After ten minutes of pointless tugging, the Judge gave up trying to force the door and began searching for another way out. Tom knew he was wasting his time. The windows were twelve feet up the wall and there was only one door. Eventually the Judge returned to where Tom stood, some of his superior attitude starting to return.

"What is your name? Do you know how much trouble you're in?" Tom didn't dignify either question with a reply.

"I haven't seen your face, it’s not too late to let me go and walk away from all this."

"You took seventeen years of my life! How can I just forget that?"

"I was only doing my Job, if every..."

"NO! If you'd been doing your job, you would have seen that the case against me was bullshit! All you saw was a black man, a poor black man, which I am, but I'm also an innocent black man!"

"So, you came for revenge?"


"If you're going to kill me, why didn't you do it back on the street. Why bring me here?" asked the Judge and Tom wondered if he was trying to logic his way into a better place than he stood?

"I'm not going to kill you," Tom said, and in his head the words sounded more than generous. 

"So why?"

Tom strode up and down before the Judge, enjoying having the power he'd been denied for so long. "Did you know that the first prisons came into existence in Babylon? Before that, justice was extracted through...retribution. An eye for an eye, a life for a life. You took my freedom, now I want yours."

"You can't leave me locked in here!"

"I can, and I will," said Tom. "But I'm not as cruel as you. Firstly, you have your own cell, and one much bigger than the one I had to call home. And second, I've left you a way out." Tom pointed at a manhole cover, slightly ajar.
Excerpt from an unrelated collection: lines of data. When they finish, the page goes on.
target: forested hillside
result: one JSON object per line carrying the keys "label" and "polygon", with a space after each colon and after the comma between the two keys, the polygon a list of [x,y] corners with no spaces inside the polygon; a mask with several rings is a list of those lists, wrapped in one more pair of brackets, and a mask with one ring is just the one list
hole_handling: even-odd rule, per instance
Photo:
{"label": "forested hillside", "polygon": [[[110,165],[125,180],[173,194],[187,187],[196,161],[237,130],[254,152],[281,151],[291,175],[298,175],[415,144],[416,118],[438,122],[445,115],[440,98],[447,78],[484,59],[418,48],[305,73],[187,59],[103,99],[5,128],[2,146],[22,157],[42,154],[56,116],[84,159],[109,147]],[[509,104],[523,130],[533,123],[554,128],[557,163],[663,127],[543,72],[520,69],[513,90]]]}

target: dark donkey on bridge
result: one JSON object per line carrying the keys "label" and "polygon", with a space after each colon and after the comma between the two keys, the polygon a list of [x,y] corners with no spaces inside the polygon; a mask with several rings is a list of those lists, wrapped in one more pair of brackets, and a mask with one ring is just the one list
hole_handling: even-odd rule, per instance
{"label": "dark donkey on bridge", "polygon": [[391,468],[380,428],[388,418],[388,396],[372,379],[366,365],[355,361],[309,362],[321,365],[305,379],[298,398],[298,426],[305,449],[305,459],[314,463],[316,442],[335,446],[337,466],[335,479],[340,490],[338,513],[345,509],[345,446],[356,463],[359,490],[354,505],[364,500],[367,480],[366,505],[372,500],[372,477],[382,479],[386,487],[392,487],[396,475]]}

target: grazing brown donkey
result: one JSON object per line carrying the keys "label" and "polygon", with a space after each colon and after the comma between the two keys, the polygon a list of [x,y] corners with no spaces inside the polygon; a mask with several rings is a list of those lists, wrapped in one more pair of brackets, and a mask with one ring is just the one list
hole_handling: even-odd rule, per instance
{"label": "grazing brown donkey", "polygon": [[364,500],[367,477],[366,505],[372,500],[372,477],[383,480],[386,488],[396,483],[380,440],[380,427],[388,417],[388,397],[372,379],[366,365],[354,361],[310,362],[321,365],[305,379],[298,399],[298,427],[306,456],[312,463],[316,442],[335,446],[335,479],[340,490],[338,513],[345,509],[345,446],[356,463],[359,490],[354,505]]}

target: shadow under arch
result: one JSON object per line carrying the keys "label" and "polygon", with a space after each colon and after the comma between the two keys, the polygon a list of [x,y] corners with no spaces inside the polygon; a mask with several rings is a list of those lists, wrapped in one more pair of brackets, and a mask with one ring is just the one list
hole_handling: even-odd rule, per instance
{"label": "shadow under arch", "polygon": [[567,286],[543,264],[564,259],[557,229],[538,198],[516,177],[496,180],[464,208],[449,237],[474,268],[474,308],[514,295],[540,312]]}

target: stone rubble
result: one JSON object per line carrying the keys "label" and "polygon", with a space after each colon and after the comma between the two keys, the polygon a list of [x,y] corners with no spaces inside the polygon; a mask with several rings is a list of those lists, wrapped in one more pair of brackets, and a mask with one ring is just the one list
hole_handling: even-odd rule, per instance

"Down there?" he asked incredulously.

"It's another thing I learnt during my forced stay inside. During Roman times, prisoners were kept under the city, in the sewers. So, you've a choice. You can stay in here, with no food, no water. I think you might last two weeks, or even a month. It's up to you, but I'll tell you this, a minute down there is going to feel like a year," Tom said pointing at the manhole.

With nothing else to say, Tom walked to the door and unlocked the padlock. He heard the Judge rushing toward him. He swivelled and drew his tazer. 

"Back!" he said, stopping the Judge a few feet away. With the weapon trained on the Judge's chest, he unhooked the lock and opened the sliding door just enough to step outside. With one swift movement the door clanged shut. The Judge hammered the inside of the door, crying for release, but Tom knew he wouldn't be heard. There was nobody to hear him. The only thing that came through here was thousands of tonnes of human waste from the city in the background.

Tom opened the back of the van and threw his mask, gloves and black jacket inside. He removed the false plates and tossed them in. They clanged off the portable welder as they vanished. Tom looked at the line of manhole lids stretching away into the distance. Each one welded shut. That fat human turd was going where he belonged, The Judge might make it out, he might not, either would be fine by Tom because he had his retribution at last. 


Petra Smit said...

Loved the story. Thank you.

Squid McFinnigan said...

Thank you so much, Petra, it's so good of you to drop by for a read and for saying Hi.